AWS Storage Blog
Manage costs for replicated delete markers in a disaster recovery setup on Amazon S3
Many businesses recognize the critical importance of safeguarding their essential data from potential disasters such as fires, floods, or ransomware events. Designing an effective disaster recovery (DR) strategy includes thoughtfully evaluating and selecting cost-effective solutions that fulfill compliance requirements.
By using Amazon S3 features such as S3 object tags, S3 Versioning, and S3 Lifecycle, you can design a cost-effective solution to preserve, retrieve, and restore data and meet compliance requirements. Additionally, you can use S3 Replication to replicate data, including delete markers, to a secondary AWS Region, which can help quickly recover and restore data in case of accidental deletion. Source and destination Regions may also retain delete markers for different retention periods and help you restore data quickly if necessary. While replicating delete markers, users should manage their data lifecycle to control associated costs.

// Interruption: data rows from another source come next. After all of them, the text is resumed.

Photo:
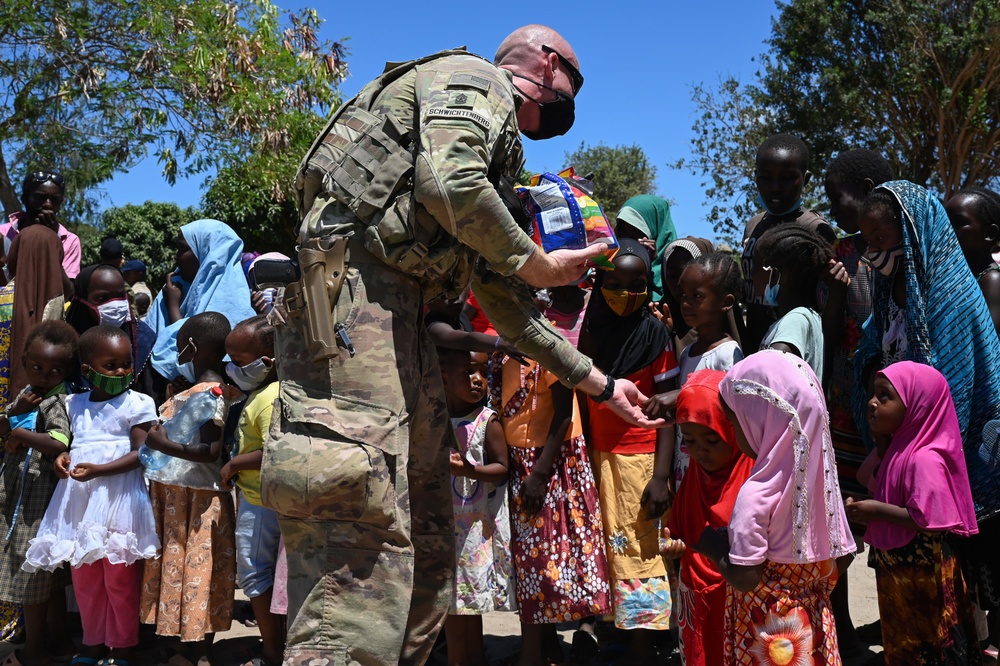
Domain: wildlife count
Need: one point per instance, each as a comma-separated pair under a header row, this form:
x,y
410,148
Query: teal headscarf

In this post, we cover enabling S3 Versioning and applying object tags to versioned objects before then using S3 Replication to synchronize source and destination Region buckets with the same delete markers when an object is deleted. We then use the objects tags with S3 Lifecycle to manage deleted objects and automate their clean up at different specified intervals in the source and destination Regions. This approach helps protect your data by retaining delete markers and object versions on both the source and destination Regions, while also automating the clean-up process to save cost.
Solution overview
Replicating objects requires enabling object versioning, and it is important to set the Lifecycle policies to delete older versions. When a current object version expires, a delete marker is added to help restore the object from accidental deletion. As part of the S3 Replication rule, we replicate the delete marker to keep the source and destination buckets synchronized. We set tags on both the source and destination buckets, and then set Lifecycle policies to delete the object versions and delete markers.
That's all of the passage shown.